As we have alluded to in previous weeks, economic fundamentals in many developed countries are, broadly speaking, positive in the services sector. This trend is very supportive particularly for employment prospects and wages. China, still considered a developing country, is also evidencing these trends too.
Data released recently show signs of improvement, and we feel this is worth sharing:
• Unemployment in China is now at historic low levels (3.8%).
• Average weekly wages are up 6.0% year on year.
• Business sentiment is back at its highest level in seven months (56.8)
• Foreign direct investment (FDI) into China increased 5.5% year-on-year
Therefore, the area of greatest angst globally, and particularly in China, is manufacturing. Activity, in this sector has been weakening. Manufacturing sentiment indicators in China have been falling since March last year. This matters a great deal because unlike the UK, which has a small manufacturing base (estimated at 20% of gross domestic product (GDP)), manufacturing accounts for 41% of China’s economy.
Given the negative backdrop manufacturing Purchasing Managers Indices (PMI) are being scrutinised. Business sentiment indices for manufacturing activity are available across the globe and in general they have fallen below 50, indicating contracting or falling activity. This is also true of PMI’s in China, produced by the National Bureau of Statistics (NBS), and by Markit which is a private sector data provider (Caixin-Market) operating in conjunction with Caixin a Beijing-based media group.
With trade war talk still rumbling, manufactured goods sectors remain threatened by an unwillingness to commit fresh investment and the possibility that businesses will run down inventory (stock on hand). However, this threat may be abating. Data just released has confounded experts. PMI data from the Chinese NBS, which covers large Chinese state-owned enterprises (SOE’s), showed an increase from 49.2 to 50.5 (anything above 50 represents expansion). This upbeat data release could have easily been dismissed as state influenced, but the Caixin-Markit manufacturing PMI, privately constructed and which covers small-to-medium private companies, staged an even larger rebound, from 48.3 to 50.8. Both indices are illustrated in the chart below.
Chinese Manufacturing PMIs
Source: Bloomberg, April 2019
Whilst it is too early claim a sustained turnaround is underway. Three main factors are considered responsible for the rebound.

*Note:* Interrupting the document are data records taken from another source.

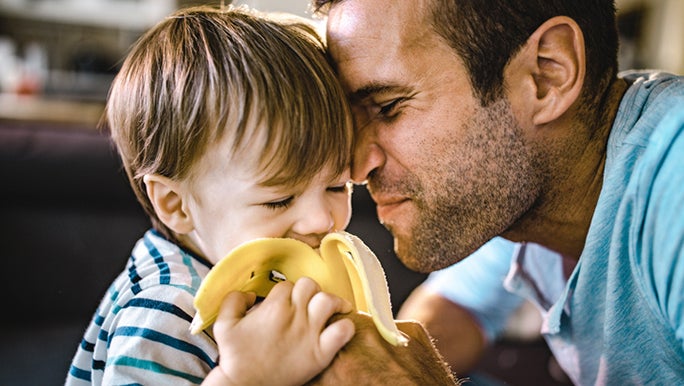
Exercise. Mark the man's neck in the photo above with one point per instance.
(562, 217)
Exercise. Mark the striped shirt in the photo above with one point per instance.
(140, 331)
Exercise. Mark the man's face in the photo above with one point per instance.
(446, 174)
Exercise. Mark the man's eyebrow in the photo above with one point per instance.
(374, 89)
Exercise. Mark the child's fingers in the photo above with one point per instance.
(235, 306)
(334, 337)
(324, 305)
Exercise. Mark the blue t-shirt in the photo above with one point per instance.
(620, 317)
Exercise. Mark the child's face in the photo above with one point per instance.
(229, 207)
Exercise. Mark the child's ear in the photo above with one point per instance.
(167, 200)
(552, 66)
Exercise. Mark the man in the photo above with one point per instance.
(507, 118)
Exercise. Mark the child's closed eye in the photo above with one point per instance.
(345, 187)
(279, 204)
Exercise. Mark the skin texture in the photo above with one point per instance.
(448, 173)
(414, 365)
(457, 335)
(222, 205)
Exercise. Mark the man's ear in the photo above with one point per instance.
(167, 200)
(552, 65)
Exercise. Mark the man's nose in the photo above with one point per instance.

1. A pickup in buying activity and placing of new orders; two key components of the PMI.
2. Improved sentiment around progress in settling US-China trade negotiations.
3. Fiscal stimulus implemented earlier to counteract the disruptive effects from US China trade dispute talks.
There is little doubt a more relaxed financial environment facilitates and even stimulates increased demand for borrowing by small and medium sized enterprises. Finance fuels their growth and promotes confidence and as we know confidence begets more confidence. This positive shift is also picked up by investors. The Shenzhen CSI 300 index, comprising 300 companies as the name suggests, had its best quarterly performance in more than four years, rising by 29% on a total return basis.
In conclusion, the inauguration of fiscal stimulus, in tandem with a more relaxed FDI landscape, are supportive for the Chinese manufacturing sector and for China’s economy as a whole. Previously, it was important to get a sense of balance between weakening manufacturing and resilience in the labour market. Now there is some hope that manufacturing may be forming a base. It is too early say if this is sustainable, but the snoozing red dragon seems to be waking up again and this is good news for the global economy too.